It was a race against the clock.
Volunteers from Siouxland Tanzania Educational Medical Ministries (STEMM), an inter-denominational Christian service organization led by Steve Meyer (84MD), had just saved three seventh-graders from a fiery bus crash in Tanzania that killed 32 students and two teachers in May 2017. The survivors— Doreen, Sadia, and Wilson—were in critical condition with multiple broken bones.
“My wife told me that we needed to bring these kids back to Iowa so that they could receive the care they needed,” says Meyer, president and co-founder of the Sioux City-based ministry. “I didn’t think the Tanzanian government would let the children out of the country, but we had to give it a shot.”
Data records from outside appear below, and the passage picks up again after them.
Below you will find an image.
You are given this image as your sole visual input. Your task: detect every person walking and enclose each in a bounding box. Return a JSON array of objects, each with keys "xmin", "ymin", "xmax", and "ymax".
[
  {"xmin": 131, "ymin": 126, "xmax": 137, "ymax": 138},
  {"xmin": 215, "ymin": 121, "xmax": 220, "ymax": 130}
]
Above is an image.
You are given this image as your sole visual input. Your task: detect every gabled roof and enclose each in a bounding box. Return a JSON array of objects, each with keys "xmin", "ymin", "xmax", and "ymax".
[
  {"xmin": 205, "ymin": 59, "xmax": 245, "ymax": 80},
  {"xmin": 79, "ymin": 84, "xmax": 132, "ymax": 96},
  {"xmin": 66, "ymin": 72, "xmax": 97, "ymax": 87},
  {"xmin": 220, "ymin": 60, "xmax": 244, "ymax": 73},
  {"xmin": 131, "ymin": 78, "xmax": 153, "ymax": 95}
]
Working with the families, the U.S. State Department, the Tanzanian government, and Samaritan’s Purse—an international humanitarian aid organization that paid the students’ medical costs and travel expenses—Meyer helped the teenagers, and their mothers, travel from Tanzania to Sioux City. Meyer, an orthopedic surgeon in the area, had arranged for Mercy Medical Center in Sioux City to provide their medical care.
After hours in surgery to treat their fractures and three months of recovery, the teenagers returned to Tanzania with Meyer in August. For Meyer, who has made 44 mission trips to Tanzania, this was just the latest chapter in STEMM’s efforts to help the everyday lives of children in this poverty-stricken nation.
“It was triumph out of tragedy,” says Meyer. “Coming from one of the poorest third-world countries, these kids were the ultimate underdogs, and they were rescued, restored, and returned to their homes. This whole experience just goes to show you that when people come together, anything is possible.”
When Meyer helped co-found STEMM more than 20 years ago, he could not have anticipated the impact this mission would make in Tanzania. At that time, Meyer was struggling with some of life’s biggest problems: depression and marital turmoil.
But, during an overnight shift at Mercy Medical Center in Sioux City, an interaction with a patient changed the course of his life. The patient encouraged him to go on an eye-opening mission trip to China. “At that point in my life, I was lost,” says Meyer. “I just said, ‘Screw it, let’s do this.’”
Nine months later, Meyer led his own mission trip to Africa, and the idea for STEMM (stemm.org) was born.
Twice a year, Meyer leads a group of volunteers to Tanzania to focus on educational and medical efforts. STEMM volunteers have performed more than 1,000 surgical procedures in a country with only one physician for every 100,000 people, and Meyer performed the first hip and knee replacement in the entire country. Fundraising efforts also have helped send more than 10,000 children to high school and college.
Says Meyer: “We’re pretty average people doing some pretty incredible things.”